On 06/23/2015 04:44 PM, David Gibson wrote:
On Thu, Jun 18, 2015 at 09:37:22PM +1000, Alexey Kardashevskiy wrote:
(cut-n-paste from kernel patchset)
Each Partitionable Endpoint (IOMMU group) has an address range on a PCI bus
where devices are allowed to do DMA. These ranges are called DMA windows.
By default, there is a single DMA window, 1 or 2GB big, mapped at zero
on a PCI bus.
PAPR defines a DDW RTAS API which allows pseries guests
querying the hypervisor about DDW support and capabilities (page size mask
for now). A pseries guest may request an additional (to the default)
DMA windows using this RTAS API.
The existing pseries Linux guests request an additional window as big as
the guest RAM and map the entire guest window which effectively creates
direct mapping of the guest memory to a PCI bus.

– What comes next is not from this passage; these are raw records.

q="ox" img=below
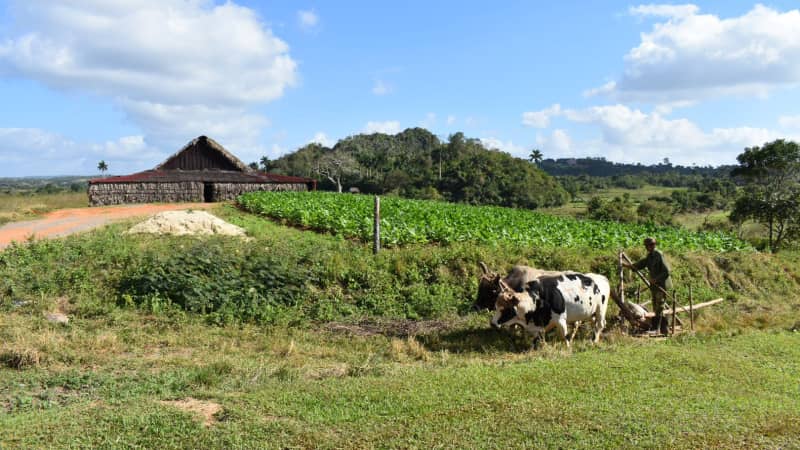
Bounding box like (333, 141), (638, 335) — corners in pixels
(472, 262), (573, 311)
(491, 272), (611, 347)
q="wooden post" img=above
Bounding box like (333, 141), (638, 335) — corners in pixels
(670, 295), (678, 336)
(372, 195), (381, 255)
(618, 251), (625, 305)
(689, 284), (694, 331)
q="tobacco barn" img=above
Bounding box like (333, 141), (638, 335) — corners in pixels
(89, 136), (317, 206)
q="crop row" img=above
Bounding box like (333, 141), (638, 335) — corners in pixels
(238, 192), (751, 251)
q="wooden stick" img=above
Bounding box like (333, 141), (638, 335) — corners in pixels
(645, 298), (725, 317)
(618, 251), (625, 303)
(689, 284), (694, 331)
(372, 195), (381, 255)
(670, 290), (676, 336)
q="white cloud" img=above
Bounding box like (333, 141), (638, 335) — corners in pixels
(0, 128), (163, 177)
(550, 129), (572, 152)
(778, 116), (800, 131)
(583, 81), (617, 97)
(600, 4), (800, 103)
(536, 129), (574, 158)
(419, 113), (436, 129)
(522, 103), (561, 128)
(364, 120), (400, 134)
(0, 0), (297, 153)
(120, 99), (270, 151)
(309, 131), (335, 147)
(297, 9), (319, 30)
(536, 104), (791, 165)
(372, 80), (393, 95)
(629, 4), (700, 19)
(480, 137), (527, 158)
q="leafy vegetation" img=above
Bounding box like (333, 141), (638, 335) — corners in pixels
(0, 199), (800, 449)
(239, 192), (749, 251)
(264, 128), (568, 209)
(731, 139), (800, 251)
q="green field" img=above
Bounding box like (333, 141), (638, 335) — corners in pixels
(239, 192), (750, 251)
(0, 202), (800, 449)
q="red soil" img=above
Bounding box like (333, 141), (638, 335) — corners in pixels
(0, 203), (214, 249)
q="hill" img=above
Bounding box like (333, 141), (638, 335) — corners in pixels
(265, 128), (569, 209)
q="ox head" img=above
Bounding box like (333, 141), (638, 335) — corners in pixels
(472, 262), (501, 311)
(490, 280), (536, 328)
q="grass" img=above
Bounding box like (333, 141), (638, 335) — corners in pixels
(0, 192), (89, 224)
(0, 304), (800, 448)
(0, 198), (800, 449)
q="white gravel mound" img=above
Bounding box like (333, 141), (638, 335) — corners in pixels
(128, 211), (246, 237)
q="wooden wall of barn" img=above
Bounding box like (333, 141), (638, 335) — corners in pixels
(212, 183), (308, 202)
(89, 181), (308, 206)
(89, 181), (203, 206)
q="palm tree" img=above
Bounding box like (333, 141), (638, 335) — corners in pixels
(528, 148), (544, 166)
(261, 156), (271, 172)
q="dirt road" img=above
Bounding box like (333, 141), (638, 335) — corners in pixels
(0, 203), (215, 249)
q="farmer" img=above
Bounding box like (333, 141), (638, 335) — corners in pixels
(622, 237), (672, 334)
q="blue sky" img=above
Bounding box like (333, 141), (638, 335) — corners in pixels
(0, 0), (800, 176)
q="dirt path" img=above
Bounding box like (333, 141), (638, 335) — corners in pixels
(0, 203), (215, 249)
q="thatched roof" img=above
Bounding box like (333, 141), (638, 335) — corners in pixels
(155, 136), (253, 172)
(89, 136), (316, 185)
(89, 170), (315, 184)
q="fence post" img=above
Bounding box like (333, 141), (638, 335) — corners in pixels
(372, 195), (381, 255)
(670, 291), (678, 336)
(689, 284), (694, 331)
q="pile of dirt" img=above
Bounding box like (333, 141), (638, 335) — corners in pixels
(128, 211), (246, 237)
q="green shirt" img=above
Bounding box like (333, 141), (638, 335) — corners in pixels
(633, 250), (672, 289)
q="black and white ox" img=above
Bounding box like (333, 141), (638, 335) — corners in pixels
(491, 272), (611, 347)
(472, 262), (574, 311)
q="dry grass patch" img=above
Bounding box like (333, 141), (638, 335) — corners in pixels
(0, 347), (44, 370)
(389, 336), (431, 362)
(159, 397), (222, 427)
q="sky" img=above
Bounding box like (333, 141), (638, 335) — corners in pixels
(0, 0), (800, 177)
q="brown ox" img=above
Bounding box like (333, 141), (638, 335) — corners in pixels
(472, 262), (573, 311)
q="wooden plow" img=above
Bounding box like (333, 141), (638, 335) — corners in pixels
(611, 251), (725, 335)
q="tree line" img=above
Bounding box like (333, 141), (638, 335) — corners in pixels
(260, 128), (570, 209)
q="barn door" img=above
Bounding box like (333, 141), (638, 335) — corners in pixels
(203, 183), (214, 203)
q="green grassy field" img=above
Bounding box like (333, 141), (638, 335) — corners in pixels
(0, 202), (800, 449)
(0, 311), (800, 449)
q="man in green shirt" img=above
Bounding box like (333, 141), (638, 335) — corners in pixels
(623, 237), (672, 334)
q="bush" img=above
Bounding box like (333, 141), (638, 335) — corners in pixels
(118, 239), (313, 323)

This patchset reworks PPC64 IOMMU code and adds necessary structures
to support big windows.
Once a Linux guest discovers the presence of DDW, it does:
1. query hypervisor about number of available windows and page size masks;
2. create a window with the biggest possible page size (today 4K/64K/16M);
3. map the entire guest RAM via H_PUT_TCE* hypercalls;
4. switche dma_ops to direct_dma_ops on the selected PE.

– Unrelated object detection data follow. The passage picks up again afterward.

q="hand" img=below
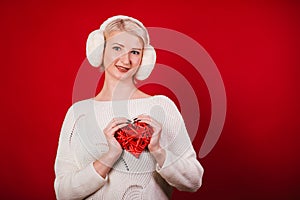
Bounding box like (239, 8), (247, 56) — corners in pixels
(137, 115), (166, 167)
(102, 117), (128, 167)
(137, 115), (162, 153)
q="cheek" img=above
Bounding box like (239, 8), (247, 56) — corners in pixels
(103, 51), (118, 67)
(131, 56), (142, 67)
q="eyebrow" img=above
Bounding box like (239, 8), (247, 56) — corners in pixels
(112, 42), (142, 51)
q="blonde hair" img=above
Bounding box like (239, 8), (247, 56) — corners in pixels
(104, 19), (149, 46)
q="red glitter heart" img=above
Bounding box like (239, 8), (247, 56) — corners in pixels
(115, 121), (153, 158)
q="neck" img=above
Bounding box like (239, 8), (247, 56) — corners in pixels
(96, 74), (138, 101)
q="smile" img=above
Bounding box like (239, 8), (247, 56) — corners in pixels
(115, 65), (130, 73)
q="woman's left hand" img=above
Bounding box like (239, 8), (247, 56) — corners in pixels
(137, 115), (162, 153)
(137, 115), (166, 167)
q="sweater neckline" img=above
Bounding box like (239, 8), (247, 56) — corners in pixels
(90, 95), (160, 103)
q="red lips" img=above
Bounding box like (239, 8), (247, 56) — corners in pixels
(115, 121), (153, 158)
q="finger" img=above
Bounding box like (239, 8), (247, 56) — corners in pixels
(138, 118), (161, 127)
(107, 124), (127, 136)
(107, 117), (129, 130)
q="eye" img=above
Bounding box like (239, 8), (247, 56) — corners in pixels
(112, 46), (121, 51)
(131, 50), (140, 55)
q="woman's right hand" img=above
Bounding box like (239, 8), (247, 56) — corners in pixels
(93, 117), (128, 178)
(103, 117), (128, 160)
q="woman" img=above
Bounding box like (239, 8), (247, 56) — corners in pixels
(55, 16), (203, 200)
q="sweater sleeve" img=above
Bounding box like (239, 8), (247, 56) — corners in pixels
(54, 107), (107, 199)
(156, 99), (204, 192)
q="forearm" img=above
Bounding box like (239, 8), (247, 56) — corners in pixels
(150, 148), (166, 167)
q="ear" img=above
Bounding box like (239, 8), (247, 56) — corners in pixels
(86, 30), (105, 67)
(135, 45), (156, 80)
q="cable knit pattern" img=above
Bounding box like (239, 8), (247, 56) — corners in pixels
(54, 95), (203, 200)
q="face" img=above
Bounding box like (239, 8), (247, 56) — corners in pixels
(103, 31), (143, 80)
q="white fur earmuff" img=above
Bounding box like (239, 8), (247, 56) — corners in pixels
(86, 15), (156, 80)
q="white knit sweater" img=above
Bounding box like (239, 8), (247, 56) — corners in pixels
(54, 95), (203, 200)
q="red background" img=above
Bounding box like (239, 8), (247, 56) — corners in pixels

Once this is done, H_PUT_TCE is not called anymore for 64bit devices and
the guest does not waste time on DMA map/unmap operations.
Note that 32bit devices won't use DDW and will keep using the default
DMA window so KVM optimizations will be required (to be posted later).
This patchset adds DDW support for pseries. The host kernel changes are
required, posted as:
[PATCH kernel v11 00/34] powerpc/iommu/vfio: Enable Dynamic DMA windows
This patchset is based on git://github.com/dgibson/qemu.git spapr-next branch.
A couple of general queries - this touchs on the kernel part as well
as the qemu part:
* Am I correct in thinking that the point in doing the
pre-registration stuff is to allow the kernel to handle PUT_TCE
in real mode? i.e. that the advatage of doing preregistration
rather than accounting on the DMA_MAP and DMA_UNMAP itself only
appears once you have kernel KVM+VFIO acceleration?
Handling PUT_TCE includes 2 things:
1. get_user_pages_fast() and put_page()
2. update locked_vm
Both are tricky in real mode but 2) is also tricky in virtual mode as I
have to deal with multiple unrelated 32bit and 64bit windows (VFIO does not
care if they belong to one or many processes) with IOMMU page size==4K and
gup/put_page working with 64k pages (our default page size for host kernel).
But yes, without keeping real mode handlers in mind, this thing could have
been made simpler.
* Do you have test numbers to show that it's still worthwhile to have
kernel acceleration once you have a guest using DDW? With DDW in
play, even if PUT_TCE is slow, it should be called a lot less
often.
With DDW, the whole RAM mapped once at first set_dma_mask(64bit) called by
the guest, it is just a few PUT_TCE_INDIRECT calls.
If the guest uses DDW, real mode handlers cannot possibly beat it and I
have reports that real mode handlers are noticibly slower than direct DMA
mapping (i.e. DDW) for 40Gb devices (10Gb seems to be fine but I have not
tried a dozen of guests yet).
The reason I ask is that the preregistration handling is a pretty big
chunk of code that inserts itself into some pretty core kernel data
structures, all for one pretty specific use case. We only want to do
that if there's a strong justification for it.
Exactly. I keep asking Ben and Paul periodically if we want to keep it and
the answer is always yes :)
About "vfio: spapr: Move SPAPR-related code to a separate file" - I guess I
better off removing it for now, right?